Part Agreement To Accommodate Return

There is a reasonable limit to the extent that an employer must go to meet your needs. But there is also no “one-size-fits all” test for unreasonable hardness. If the employer and the union cannot agree on how to solve a housing problem, the employer must pay for the accommodation in spite of the collective agreement, unless it leads to unreasonable difficulties. If the union opposes accommodation or does not participate in accommodation, the union may be named as a defendant in a human rights complaint. The worker looking for housing is required to disclose to the employer the general nature of his or her disability and possible restrictions. This information allows the employer to properly house the employee. The worker must provide sufficient information on the restrictions, but a real diagnosis is not always necessary and should be avoided as much as possible. Special needs in the prenatal and postnatal periods, including breastfeeding, may be available in a variety of options, including: In some cases, the need for accommodation is obvious and there is no need for special documentation. For example, people who use wheelchairs will have difficulty entering buildings that have steps, and pregnant employees often need more bathing breaks. Even if documentation is required, this does not justify a “fishing expedition.” For example, a request to adapt computer equipment related to vision reduction would generally not warrant a review of the accommodation applicant`s complete medical record.
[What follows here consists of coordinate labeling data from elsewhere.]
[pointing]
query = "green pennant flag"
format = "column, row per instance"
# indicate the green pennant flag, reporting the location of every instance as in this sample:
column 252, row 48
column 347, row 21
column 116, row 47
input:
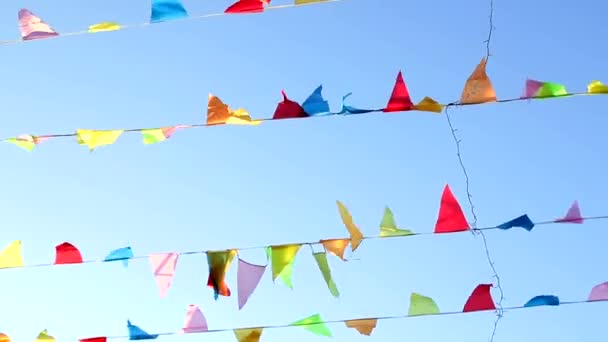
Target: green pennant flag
column 421, row 305
column 314, row 324
column 388, row 227
column 321, row 259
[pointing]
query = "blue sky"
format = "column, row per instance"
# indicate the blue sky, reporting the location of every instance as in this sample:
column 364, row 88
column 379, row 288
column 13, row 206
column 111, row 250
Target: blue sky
column 223, row 187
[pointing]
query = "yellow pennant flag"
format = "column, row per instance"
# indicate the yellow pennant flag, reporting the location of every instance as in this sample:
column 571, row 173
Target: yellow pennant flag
column 355, row 234
column 248, row 335
column 11, row 256
column 478, row 88
column 94, row 138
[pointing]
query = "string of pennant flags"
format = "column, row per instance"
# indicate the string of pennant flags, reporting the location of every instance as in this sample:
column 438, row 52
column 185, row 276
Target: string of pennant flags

A prudent approach to document collection protects the privacy of the accommodation applicant and protects the hosting provider from potential claims. All parties must make good will in the search and donation of information. The right to complacency and the duties of the employer and the union are now enshrined in the statutes and case law. The applicable principles are detailed in the Commission`s guidelines and guidelines on disability and accommodation and are summarized here. Housing The AHR Act recognizes that all persons are equal in dignity, rights and duties, regardless of race, religious beliefs, skin colour, sex, physical disability, mental disability, age, ancestry, place of origin, marital status, source of income, marital status or sexual orientation.